We report a 44-years-old man, who presented, since the age of 20, recurrent episodes of rhabdomyolysis after exercise or prolonged fasting; he also showed a mild mental retardation and sporadic choreo-athetoid movements. His 14-years-old son had a psychomotor developmental delay with episodes of drowsiness and head drops, occurring mainly at fasting, and exercise-induced choreo-athetoid movements but no history of pigmenturia. Neurological examination revealed microcephaly, mild spastic ataxia and mental retardation. EEG was normal in the proband but in the son showed, during fasting, diffuse spike-wave discharges disappearing after food intake.

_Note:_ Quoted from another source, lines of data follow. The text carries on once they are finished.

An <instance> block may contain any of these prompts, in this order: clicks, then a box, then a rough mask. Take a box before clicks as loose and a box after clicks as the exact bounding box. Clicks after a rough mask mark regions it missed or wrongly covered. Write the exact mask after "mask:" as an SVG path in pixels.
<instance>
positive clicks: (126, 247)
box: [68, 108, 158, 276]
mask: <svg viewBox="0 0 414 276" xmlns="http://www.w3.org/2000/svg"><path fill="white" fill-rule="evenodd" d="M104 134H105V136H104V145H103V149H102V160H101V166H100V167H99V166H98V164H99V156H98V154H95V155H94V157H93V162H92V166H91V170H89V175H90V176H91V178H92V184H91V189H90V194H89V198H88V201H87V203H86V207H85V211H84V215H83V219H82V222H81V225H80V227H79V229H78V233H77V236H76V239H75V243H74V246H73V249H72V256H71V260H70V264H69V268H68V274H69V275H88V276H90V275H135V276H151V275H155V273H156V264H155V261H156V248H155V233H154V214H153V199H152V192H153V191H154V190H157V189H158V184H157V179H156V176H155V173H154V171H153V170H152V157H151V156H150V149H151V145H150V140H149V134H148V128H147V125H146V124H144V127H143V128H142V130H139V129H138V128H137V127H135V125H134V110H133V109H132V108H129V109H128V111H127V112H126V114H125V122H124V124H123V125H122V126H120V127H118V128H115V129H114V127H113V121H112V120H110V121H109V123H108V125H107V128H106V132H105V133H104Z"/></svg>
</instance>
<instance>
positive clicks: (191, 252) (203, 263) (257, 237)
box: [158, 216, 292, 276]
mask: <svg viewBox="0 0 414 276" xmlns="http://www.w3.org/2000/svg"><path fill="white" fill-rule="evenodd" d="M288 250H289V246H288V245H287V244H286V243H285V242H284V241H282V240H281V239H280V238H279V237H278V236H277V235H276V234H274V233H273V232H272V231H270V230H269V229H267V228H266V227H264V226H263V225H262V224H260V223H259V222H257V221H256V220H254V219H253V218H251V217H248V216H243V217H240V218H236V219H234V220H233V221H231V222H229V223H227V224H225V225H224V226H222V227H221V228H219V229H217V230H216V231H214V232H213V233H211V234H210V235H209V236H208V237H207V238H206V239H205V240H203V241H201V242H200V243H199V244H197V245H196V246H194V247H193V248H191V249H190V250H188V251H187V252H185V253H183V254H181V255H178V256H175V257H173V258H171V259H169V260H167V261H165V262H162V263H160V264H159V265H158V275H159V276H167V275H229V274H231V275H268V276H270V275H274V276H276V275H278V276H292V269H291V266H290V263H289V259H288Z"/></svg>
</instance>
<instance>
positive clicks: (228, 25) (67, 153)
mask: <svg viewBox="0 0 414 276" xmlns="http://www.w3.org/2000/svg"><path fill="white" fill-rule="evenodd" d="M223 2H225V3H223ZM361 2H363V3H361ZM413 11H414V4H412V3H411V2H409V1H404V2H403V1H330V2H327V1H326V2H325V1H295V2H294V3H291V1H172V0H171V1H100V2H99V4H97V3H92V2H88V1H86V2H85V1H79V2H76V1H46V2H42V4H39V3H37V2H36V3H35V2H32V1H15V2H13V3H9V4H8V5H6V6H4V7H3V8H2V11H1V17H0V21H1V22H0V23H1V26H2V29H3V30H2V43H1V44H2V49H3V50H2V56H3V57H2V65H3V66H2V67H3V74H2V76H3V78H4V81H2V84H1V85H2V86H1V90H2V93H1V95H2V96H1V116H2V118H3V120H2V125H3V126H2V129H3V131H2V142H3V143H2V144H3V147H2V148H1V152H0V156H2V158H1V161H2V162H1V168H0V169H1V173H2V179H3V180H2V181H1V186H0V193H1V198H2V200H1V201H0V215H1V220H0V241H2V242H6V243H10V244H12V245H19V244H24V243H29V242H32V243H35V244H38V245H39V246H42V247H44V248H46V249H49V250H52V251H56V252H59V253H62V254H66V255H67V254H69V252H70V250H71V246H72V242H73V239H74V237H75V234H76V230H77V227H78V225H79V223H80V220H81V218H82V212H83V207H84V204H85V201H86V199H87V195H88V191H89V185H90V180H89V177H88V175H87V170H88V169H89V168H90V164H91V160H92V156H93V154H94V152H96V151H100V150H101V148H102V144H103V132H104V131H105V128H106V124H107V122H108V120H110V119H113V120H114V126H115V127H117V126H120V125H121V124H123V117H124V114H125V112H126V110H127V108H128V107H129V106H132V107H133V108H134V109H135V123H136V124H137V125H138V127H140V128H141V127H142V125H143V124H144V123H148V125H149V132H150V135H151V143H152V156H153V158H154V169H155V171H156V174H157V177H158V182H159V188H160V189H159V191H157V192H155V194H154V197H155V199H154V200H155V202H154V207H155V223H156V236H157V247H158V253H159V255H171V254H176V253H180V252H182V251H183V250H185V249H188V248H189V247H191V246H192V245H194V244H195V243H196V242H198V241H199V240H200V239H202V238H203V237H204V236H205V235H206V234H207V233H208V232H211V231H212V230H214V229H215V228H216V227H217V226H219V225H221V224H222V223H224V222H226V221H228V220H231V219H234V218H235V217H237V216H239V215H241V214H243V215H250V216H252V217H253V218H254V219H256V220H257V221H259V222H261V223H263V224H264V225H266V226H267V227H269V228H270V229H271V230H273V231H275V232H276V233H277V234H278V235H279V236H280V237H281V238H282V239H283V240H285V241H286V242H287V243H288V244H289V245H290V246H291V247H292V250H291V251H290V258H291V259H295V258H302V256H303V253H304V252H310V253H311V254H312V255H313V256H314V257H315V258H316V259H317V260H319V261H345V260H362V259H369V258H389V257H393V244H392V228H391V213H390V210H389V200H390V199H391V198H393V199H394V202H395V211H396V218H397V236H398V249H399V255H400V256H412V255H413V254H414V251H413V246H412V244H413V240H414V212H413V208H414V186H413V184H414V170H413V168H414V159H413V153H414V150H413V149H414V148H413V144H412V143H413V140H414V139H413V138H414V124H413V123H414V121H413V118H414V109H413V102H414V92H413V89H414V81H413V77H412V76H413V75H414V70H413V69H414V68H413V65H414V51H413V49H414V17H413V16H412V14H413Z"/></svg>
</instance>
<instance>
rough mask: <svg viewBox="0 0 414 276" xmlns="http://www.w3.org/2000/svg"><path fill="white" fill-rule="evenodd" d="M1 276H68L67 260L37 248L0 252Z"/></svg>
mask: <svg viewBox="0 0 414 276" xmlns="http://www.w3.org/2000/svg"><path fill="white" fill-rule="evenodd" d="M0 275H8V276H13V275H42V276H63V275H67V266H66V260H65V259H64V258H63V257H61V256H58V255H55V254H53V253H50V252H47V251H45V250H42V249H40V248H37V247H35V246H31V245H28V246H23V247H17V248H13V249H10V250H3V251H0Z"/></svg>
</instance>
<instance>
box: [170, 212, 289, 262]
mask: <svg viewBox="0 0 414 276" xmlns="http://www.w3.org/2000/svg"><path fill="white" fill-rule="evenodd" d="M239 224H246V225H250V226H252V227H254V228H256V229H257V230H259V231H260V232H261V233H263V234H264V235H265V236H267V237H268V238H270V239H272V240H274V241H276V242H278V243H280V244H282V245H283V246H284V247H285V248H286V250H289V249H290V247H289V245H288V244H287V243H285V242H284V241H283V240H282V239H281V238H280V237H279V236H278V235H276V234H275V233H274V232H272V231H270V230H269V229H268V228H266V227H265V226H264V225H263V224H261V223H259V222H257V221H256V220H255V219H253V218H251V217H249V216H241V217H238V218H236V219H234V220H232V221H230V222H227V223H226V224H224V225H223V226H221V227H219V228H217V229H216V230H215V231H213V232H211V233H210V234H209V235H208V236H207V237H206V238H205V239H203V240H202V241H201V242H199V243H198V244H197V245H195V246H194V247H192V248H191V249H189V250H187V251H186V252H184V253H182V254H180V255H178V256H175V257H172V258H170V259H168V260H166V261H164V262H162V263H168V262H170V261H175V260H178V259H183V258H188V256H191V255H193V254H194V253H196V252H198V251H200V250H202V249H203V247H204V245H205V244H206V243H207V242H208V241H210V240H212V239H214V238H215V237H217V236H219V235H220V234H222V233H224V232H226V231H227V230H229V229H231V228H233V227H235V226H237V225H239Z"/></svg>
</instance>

Brain MRI was normal in both. CSF analysis in the son revealed hypoglycorrhachia (40 mg/dl). Clinical and laboratory findings suggested a search for mutations in SCL2A1 (GLUT-1) gene that revealed in both subjects, an already reported pathogenic heterozygous mutation (R333W). GLUT-1 Deficiency Syndrome (DS) is a rare encephalopathy, caused by impaired glucose transport into the brain, presenting with early-onset epilepsy, movement disorders, developmental delay and microcephaly but rhabdomyolysis has never been reported in similar cases. To better define the origin of recurrent exercise-induced rhabdomyolysis in the father, he underwent forearm ischemic test (normal), EMG (myopathic pattern) and muscle biopsy that evidenced unspecific changes. Muscle biochemical studies excluded the most common metabolic causes of recurrent rhabdomyolysis, but VLCAD gene analysis in the father showed two known heterozygous mutations (p.G185S and p.R385W) whereas his son carried only the p.G185S. Nowadays, it is evident that cases of “double trouble” are increasing and, when a known phenotype is accompanied by some atypical features, we should think of an alternative explanation of unusual presentations.